In Russland wächst die Unzufriedenheit aufgrund einer Benzin-Krise, die durch ukrainische Angriffe auf Energieinfrastruktur ausgelöst wurde. Kreml-Propagandistin Margarita Simonjan warnt vor einer möglichen Revolte gegen Wladimir Putin und appelliert an die Bevölkerung, Geduld zu zeigen.
Revolte vor der Tür: Kreml-Propagandistin warnt vor Putins gefährlichem Machtspiel

Unruhen in Russland infolge der Benzin-Krise
Die Unzufriedenheit in der russischen Bevölkerung wächst rapide, als Reaktion auf die ukrainischen Drohnenangriffe auf essenzielle Infrastrukturen wie Ölterminals und Raffinerien. Diese Angriffe haben eine tiefgreifende Benzin-Krise zur Folge, die die Regierung von Wladimir Putin unter erheblichen Druck setzt. Die resultierende Benzinknappheit führt zu langen Warteschlangen an Tankstellen, was die allgemeine Stimmung im Land erheblich verschärft und die Unterstützung für den Staatschef gefährdet.
Sinkende Unterstützung für Putin inmitten der Krise
Die anhaltenden Engpässe in der Benzinversorgung verärgern nicht nur die breite Bevölkerung, sondern bringen selbst langjährige Unterstützer des Kremls, einschließlich des Propagandisten Wladimir Solowjow, dazu, revolutionäre Überlegungen anzustellen. Margarita Simonjan, die Chefin des staatlichen Fernsehsenders RT, hat offen über die kritische Situation der Benzinversorgung gesprochen und die Schwierigkeiten der Bürger anerkannt:
„Es gibt kein Benzin.“
Simonjan mahnt zur Geduld bei drohendem Sturz Putins
In einem Versuch, die aufgebrachte Bevölkerung zu beruhigen, warnte Simonjan vor den möglichen Folgen eines Sturzes Putins, indem sie historische Parallelen zog. Sie verwies auf die Ereignisse von 1917, als Zar Nikolaus II. gestürzt wurde, und appellierte an die Russen, Geduld zu zeigen und sich nicht von Aufständen leiten zu lassen. Ihre Botschaft war eindeutig: Statt zu protestieren, sollten die Menschen standhaft bleiben.

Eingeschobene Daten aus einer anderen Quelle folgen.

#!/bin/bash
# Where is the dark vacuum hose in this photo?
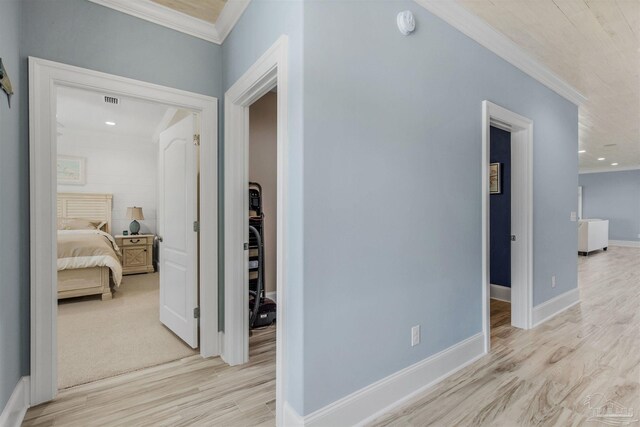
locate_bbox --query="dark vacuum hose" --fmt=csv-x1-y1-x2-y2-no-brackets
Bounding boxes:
249,225,262,328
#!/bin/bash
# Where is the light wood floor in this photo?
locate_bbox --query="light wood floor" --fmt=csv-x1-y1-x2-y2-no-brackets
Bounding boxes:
371,247,640,426
24,247,640,426
22,325,276,426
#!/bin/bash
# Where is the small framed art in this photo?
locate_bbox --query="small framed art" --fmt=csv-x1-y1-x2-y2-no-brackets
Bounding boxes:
489,163,502,194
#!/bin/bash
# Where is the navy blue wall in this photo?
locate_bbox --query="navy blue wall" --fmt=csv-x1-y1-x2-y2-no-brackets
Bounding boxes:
489,126,511,287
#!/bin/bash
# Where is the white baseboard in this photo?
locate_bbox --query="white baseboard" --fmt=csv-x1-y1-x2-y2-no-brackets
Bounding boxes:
292,333,485,427
0,377,30,427
282,402,304,427
533,288,580,328
609,240,640,248
489,284,511,302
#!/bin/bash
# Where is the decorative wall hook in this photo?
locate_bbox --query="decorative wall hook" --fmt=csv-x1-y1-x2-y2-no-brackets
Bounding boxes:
0,58,13,108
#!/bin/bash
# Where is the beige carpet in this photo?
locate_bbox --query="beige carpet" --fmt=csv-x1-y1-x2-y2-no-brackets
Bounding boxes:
58,273,197,389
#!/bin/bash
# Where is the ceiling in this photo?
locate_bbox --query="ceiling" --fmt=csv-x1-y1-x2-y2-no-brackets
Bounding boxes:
456,0,640,171
56,87,169,140
151,0,227,24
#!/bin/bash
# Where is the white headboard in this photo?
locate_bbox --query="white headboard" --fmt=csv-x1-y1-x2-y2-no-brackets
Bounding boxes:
57,193,113,233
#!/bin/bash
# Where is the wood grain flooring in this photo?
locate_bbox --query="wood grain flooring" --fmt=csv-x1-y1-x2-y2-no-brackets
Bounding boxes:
370,246,640,426
23,247,640,426
22,325,276,426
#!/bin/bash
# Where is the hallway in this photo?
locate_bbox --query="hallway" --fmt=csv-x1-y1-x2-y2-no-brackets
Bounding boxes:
371,246,640,426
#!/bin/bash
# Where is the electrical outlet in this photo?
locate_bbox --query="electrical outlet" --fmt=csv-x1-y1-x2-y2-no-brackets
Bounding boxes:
411,325,420,347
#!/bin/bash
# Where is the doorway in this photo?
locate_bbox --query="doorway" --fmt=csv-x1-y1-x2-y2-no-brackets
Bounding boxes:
29,58,219,405
222,36,289,425
55,87,199,389
482,101,533,352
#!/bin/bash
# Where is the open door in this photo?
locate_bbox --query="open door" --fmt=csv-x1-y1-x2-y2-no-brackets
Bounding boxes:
158,115,198,348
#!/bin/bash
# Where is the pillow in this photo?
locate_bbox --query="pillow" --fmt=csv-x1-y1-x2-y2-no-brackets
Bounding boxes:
58,218,106,230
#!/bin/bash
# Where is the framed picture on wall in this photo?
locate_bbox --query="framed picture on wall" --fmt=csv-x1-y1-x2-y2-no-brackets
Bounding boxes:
489,163,502,194
57,156,86,185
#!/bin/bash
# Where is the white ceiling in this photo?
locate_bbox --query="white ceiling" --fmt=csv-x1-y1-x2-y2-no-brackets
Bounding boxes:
57,88,169,139
456,0,640,171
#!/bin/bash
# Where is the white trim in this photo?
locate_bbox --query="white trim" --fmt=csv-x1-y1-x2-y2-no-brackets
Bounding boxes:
533,288,580,328
490,283,511,302
284,402,304,427
0,377,30,427
481,101,533,352
216,0,251,44
414,0,587,105
29,57,219,404
151,107,178,143
578,166,640,175
89,0,251,44
267,292,278,302
300,333,485,426
222,35,289,425
609,240,640,248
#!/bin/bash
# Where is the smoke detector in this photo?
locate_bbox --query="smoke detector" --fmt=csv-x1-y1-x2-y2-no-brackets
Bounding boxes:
104,95,120,105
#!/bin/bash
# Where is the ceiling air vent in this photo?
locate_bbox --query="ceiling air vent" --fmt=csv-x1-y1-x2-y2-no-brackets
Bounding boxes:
104,95,120,105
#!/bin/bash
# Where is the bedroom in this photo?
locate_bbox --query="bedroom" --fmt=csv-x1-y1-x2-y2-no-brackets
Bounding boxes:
56,87,198,389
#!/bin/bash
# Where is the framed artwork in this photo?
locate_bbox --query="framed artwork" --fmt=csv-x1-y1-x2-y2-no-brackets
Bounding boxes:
57,156,85,185
489,163,502,194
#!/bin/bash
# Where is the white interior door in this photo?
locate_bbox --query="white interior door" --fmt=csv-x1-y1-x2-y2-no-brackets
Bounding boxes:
158,115,198,348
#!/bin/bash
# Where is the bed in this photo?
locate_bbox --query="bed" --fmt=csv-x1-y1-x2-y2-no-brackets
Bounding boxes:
57,193,122,300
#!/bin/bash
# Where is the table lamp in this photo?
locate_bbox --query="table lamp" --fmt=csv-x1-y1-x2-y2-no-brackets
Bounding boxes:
127,206,144,236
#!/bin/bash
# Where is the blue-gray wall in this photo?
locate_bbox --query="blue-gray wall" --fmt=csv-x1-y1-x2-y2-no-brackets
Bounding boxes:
220,0,304,413
0,0,29,412
489,126,511,288
579,170,640,242
303,1,578,414
0,0,578,422
0,0,222,408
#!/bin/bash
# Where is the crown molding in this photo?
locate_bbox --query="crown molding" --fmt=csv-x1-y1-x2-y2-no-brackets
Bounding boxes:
88,0,251,44
216,0,251,44
414,0,587,106
578,166,640,175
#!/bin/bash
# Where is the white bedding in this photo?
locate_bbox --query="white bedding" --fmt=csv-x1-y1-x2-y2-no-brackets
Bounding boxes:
58,230,122,286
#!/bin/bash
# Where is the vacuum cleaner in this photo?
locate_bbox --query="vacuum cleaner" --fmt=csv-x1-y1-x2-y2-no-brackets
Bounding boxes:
249,182,277,329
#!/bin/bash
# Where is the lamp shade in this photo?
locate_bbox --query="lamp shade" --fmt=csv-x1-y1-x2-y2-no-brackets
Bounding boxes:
127,206,144,220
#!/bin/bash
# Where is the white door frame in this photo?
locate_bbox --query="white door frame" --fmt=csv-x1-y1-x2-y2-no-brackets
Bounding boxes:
482,101,533,352
222,36,289,425
29,57,219,405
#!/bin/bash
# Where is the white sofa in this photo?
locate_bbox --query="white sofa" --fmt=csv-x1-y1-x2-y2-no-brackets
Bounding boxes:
578,219,609,255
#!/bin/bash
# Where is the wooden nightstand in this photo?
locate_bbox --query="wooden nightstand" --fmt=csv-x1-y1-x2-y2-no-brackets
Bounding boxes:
116,234,155,274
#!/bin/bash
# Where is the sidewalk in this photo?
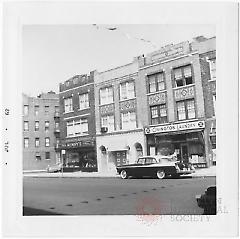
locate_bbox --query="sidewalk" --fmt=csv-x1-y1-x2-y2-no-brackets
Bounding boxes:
23,166,216,178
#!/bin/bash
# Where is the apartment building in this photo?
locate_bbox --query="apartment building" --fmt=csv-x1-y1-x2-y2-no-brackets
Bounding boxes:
23,91,60,170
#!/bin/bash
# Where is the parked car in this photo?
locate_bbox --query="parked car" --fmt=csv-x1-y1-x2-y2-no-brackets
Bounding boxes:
47,163,63,173
116,156,195,179
196,186,217,215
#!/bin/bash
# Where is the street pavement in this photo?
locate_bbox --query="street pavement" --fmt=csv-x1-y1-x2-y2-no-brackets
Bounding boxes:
23,177,216,215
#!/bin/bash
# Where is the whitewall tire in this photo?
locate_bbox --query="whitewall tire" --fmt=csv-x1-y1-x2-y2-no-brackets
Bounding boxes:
156,169,165,179
120,170,128,179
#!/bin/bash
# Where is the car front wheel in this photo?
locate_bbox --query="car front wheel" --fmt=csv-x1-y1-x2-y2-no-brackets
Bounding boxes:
157,170,165,179
120,170,128,179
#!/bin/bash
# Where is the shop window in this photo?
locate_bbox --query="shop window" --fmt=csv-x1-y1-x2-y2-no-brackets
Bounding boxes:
148,72,165,93
177,100,196,120
35,121,39,131
209,59,216,80
34,105,39,116
173,65,193,87
35,138,40,147
45,152,51,160
101,115,114,132
100,86,113,105
23,105,29,116
45,137,50,147
121,112,136,130
120,81,135,100
44,105,49,114
23,121,29,131
24,138,29,148
79,93,89,110
64,97,73,113
150,104,167,125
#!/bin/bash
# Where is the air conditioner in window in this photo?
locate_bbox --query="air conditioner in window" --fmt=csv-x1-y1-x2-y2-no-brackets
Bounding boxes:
101,127,108,133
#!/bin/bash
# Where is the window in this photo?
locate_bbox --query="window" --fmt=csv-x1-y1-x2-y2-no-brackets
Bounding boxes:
45,121,49,131
23,121,29,131
23,105,29,116
173,65,193,87
45,137,50,147
64,97,73,113
101,115,115,132
100,86,113,105
120,81,135,100
150,104,167,124
45,152,51,160
79,93,89,110
55,105,59,113
35,138,40,147
24,138,29,148
148,72,165,93
213,95,217,115
121,112,136,129
35,152,41,160
209,59,216,80
177,100,196,120
34,105,39,116
35,121,39,131
44,105,49,114
67,118,88,137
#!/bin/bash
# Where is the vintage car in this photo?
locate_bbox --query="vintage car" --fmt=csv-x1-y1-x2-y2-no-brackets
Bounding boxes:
47,163,63,173
116,156,195,179
196,185,217,215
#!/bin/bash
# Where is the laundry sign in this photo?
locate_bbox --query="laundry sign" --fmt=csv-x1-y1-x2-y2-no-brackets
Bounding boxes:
145,120,205,134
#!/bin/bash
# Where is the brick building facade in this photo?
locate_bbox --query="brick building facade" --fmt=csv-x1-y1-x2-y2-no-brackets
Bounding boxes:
23,92,60,170
57,72,97,171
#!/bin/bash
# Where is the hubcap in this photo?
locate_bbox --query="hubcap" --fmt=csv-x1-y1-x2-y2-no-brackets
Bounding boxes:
157,171,165,179
121,170,127,179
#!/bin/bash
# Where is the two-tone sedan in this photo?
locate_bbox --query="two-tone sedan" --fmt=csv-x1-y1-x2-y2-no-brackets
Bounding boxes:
117,156,195,179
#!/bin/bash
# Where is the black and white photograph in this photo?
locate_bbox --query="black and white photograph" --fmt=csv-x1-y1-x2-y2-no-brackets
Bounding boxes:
2,1,238,237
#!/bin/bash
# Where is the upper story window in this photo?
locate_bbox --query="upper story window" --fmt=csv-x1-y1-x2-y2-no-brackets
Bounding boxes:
209,59,216,80
67,118,88,137
34,105,39,116
44,105,49,114
64,97,73,113
35,138,40,147
120,81,135,100
45,137,50,147
150,104,167,124
100,86,113,105
24,138,29,148
121,112,137,130
177,99,196,120
23,105,29,116
79,93,89,110
23,121,29,131
173,65,193,87
148,72,165,93
101,115,115,132
213,95,217,115
35,121,39,131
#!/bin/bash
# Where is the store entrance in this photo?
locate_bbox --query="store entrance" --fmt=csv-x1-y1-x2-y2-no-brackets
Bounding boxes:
180,144,189,162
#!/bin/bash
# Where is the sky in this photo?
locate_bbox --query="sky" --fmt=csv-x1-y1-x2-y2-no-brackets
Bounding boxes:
22,24,216,96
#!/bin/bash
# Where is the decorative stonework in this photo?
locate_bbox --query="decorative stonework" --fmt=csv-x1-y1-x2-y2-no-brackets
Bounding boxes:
119,99,136,111
148,92,167,105
174,86,194,100
100,104,114,115
210,81,216,94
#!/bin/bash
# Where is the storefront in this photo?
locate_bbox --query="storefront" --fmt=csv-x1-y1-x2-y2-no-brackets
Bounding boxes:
61,137,97,172
97,131,145,172
145,121,207,167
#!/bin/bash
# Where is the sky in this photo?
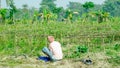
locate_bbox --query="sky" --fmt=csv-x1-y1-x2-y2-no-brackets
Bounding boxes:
1,0,105,8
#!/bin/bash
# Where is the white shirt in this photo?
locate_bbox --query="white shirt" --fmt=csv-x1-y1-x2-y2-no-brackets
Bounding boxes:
49,41,63,59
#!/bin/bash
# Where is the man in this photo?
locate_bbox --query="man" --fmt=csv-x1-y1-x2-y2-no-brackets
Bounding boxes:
42,36,63,61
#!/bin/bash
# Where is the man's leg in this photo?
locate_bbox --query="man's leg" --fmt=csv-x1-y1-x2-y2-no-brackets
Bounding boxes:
42,47,53,59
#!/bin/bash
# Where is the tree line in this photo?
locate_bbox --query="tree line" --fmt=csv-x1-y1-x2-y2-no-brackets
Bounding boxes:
0,0,120,24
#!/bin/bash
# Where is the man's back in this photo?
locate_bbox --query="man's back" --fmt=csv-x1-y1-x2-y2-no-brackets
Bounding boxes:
50,41,63,59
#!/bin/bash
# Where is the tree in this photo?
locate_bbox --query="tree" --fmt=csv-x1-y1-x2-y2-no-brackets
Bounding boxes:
0,9,7,22
0,0,1,9
103,0,120,16
6,0,17,23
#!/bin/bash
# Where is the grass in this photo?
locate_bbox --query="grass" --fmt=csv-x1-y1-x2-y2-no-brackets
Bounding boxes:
0,19,120,67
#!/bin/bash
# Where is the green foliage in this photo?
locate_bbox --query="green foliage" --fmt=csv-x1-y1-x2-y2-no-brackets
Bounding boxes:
76,45,88,53
103,0,120,16
114,44,120,51
0,9,7,21
83,2,94,12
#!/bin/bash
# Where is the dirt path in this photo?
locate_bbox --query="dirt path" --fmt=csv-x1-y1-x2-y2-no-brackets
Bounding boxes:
0,53,120,68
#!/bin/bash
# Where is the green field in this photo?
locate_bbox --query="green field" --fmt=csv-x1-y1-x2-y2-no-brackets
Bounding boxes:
0,18,120,68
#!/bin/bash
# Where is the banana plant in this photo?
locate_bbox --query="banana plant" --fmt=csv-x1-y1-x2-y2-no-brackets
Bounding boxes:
0,9,7,22
6,0,17,23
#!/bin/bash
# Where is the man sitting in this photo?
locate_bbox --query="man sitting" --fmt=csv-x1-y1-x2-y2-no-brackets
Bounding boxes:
42,36,63,61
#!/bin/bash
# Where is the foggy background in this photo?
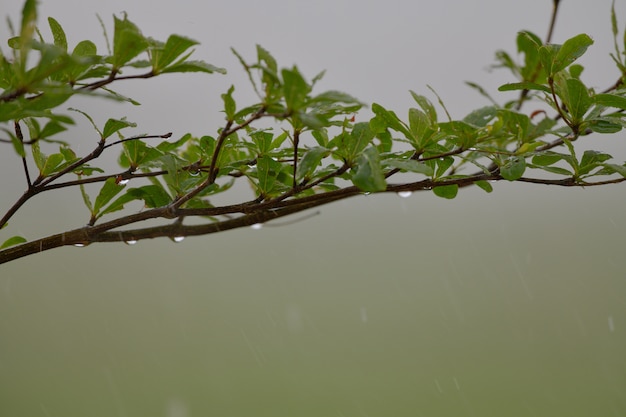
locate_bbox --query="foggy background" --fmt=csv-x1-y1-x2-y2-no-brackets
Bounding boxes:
0,0,626,417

Putins Reaktion: Drohungen und militärische Stärke
Im Angesicht der Krise hat Wladimir Putin erneut die Bedeutung der nuklearen Abschreckung betont. In einem Interview erklärte er, dass Atomwaffen zur Anwendung kommen könnten, wenn die Existenz des russischen Staates gefährdet sei. Er versicherte jedoch auch, dass Russland seine militärischen Ziele ohne den Einsatz von Atomwaffen erreichen könne. Seine Forderung an die Ukraine, die territorialen Ansprüche Russlands zu akzeptieren, deutet auf eine Verhandlungslösung hin, die jedoch nicht in Sicht ist.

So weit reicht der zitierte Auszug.